Dal 30 novembre il Museo di Roma a Palazzo Braschi ospita una grande mostra, promossa e prodotta da Roma Capitale, e Arthemisia Group, organizzata con Zètema Progetto Cultura e il patrocinio del Ministero dei beni e delle attività culturali e del turismo, che copre l’intero arco temporale della vicenda umana e artistica di Artemisia Gentileschi.
100 le opere esposte al pubblico, provenienti da prestigiose collezioni private e dai più importanti musei di mezzo mondo, che seguono Artemisia nel suo confronto serrato con i maestri del passato e i suoi contemporanei, nei diversi periodi passati a Roma (dove, al suo rientro, la sua pittura acquisisce spessore e maturità), Firenze (qui Artemisia è la prima donna ammessa all’Accademia del Disegno), e infine a Napoli e Venezia, su cui c’ è ancora da indagare, così come la breve intensa parentesi londinese.
L’esposizione, che rimane aperta sino al 7 maggio 2017, è curata da Nicola Spinosa, Francesca Baldassari e Judith Mann, e comprende autentici capolavori, divenuti nel tempo icone che appartengono ormai all’immaginario popolare, da Giuditta che taglia la testa a Oloferne del Museo di Capodimonte, a Ester e Assuero del Metropolitan Museum di New York, all’Autoritratto come suonatrice di liuto del Wadsworth Atheneum di Hartford Connecticut, messi a confronto con la Giuditta di Cristofano Allori di Palazzo Pitti a Firenze o la Lucrezia di Simon Vouet del Národní galerie v Praze di Praga, con il Noli me tangere di Battistello Caracciolo, ancora con le opere dei romani Guido Cagnacci, Simon Vouet, Giovanni Baglione o del napoletano De Ribera.

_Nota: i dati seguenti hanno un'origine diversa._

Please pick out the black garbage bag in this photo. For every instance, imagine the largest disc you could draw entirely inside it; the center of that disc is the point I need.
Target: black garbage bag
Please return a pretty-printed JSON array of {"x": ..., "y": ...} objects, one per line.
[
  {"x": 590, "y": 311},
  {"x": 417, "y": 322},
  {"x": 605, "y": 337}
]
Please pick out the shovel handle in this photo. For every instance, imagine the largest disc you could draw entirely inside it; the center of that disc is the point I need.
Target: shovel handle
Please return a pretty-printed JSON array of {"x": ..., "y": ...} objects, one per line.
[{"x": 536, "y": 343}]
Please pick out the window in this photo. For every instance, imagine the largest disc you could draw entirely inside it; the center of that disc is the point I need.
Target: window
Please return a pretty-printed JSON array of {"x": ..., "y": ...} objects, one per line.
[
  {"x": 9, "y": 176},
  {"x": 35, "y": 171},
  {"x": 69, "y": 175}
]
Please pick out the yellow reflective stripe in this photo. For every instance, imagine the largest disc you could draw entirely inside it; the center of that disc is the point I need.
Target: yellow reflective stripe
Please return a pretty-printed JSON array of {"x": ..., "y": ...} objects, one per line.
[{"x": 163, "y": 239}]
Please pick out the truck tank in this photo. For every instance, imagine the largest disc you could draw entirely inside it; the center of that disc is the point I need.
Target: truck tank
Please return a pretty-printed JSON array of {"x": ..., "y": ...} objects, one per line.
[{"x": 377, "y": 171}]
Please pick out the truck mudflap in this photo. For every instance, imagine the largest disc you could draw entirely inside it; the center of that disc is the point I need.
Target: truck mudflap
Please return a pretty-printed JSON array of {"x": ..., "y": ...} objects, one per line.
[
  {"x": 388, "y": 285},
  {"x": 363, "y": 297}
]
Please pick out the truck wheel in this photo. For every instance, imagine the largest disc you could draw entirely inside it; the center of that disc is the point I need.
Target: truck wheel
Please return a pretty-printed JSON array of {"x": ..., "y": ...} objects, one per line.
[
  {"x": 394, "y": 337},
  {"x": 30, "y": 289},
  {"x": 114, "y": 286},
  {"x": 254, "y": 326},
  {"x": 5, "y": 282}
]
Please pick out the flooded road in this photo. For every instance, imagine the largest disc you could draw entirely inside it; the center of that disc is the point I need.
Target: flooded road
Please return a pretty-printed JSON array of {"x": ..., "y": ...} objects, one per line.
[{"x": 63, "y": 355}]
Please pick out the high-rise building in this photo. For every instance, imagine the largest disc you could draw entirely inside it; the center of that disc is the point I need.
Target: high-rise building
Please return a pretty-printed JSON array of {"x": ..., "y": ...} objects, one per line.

Capolavori che trasudano potenza espressiva, capacità drammaturgica, una vena lirica e uno spessore intellettuale non comuni. Opere in cui storia individuale e storie collettive -di prevaricazione e riscatto-, vita e arte si intrecciano indissolubilmente –il pensiero va subito a Frida Kahlo-, esprimono passioni indomabili e violente, l’estasi dell’amore e quella della fede, la sublimazione della vendetta e il trionfo della volontà. Le donne ritratte non sono vittime, tuttavia, ma protagoniste della loro vita, guerriere dal corpo imponente e muscoloso e dal piglio sicuro, padrone dello spazio e del tempo, della propria vita e del loro agire, indisponibili ad arretrare anche quando a materializzarsi sono demoni ferocissimi.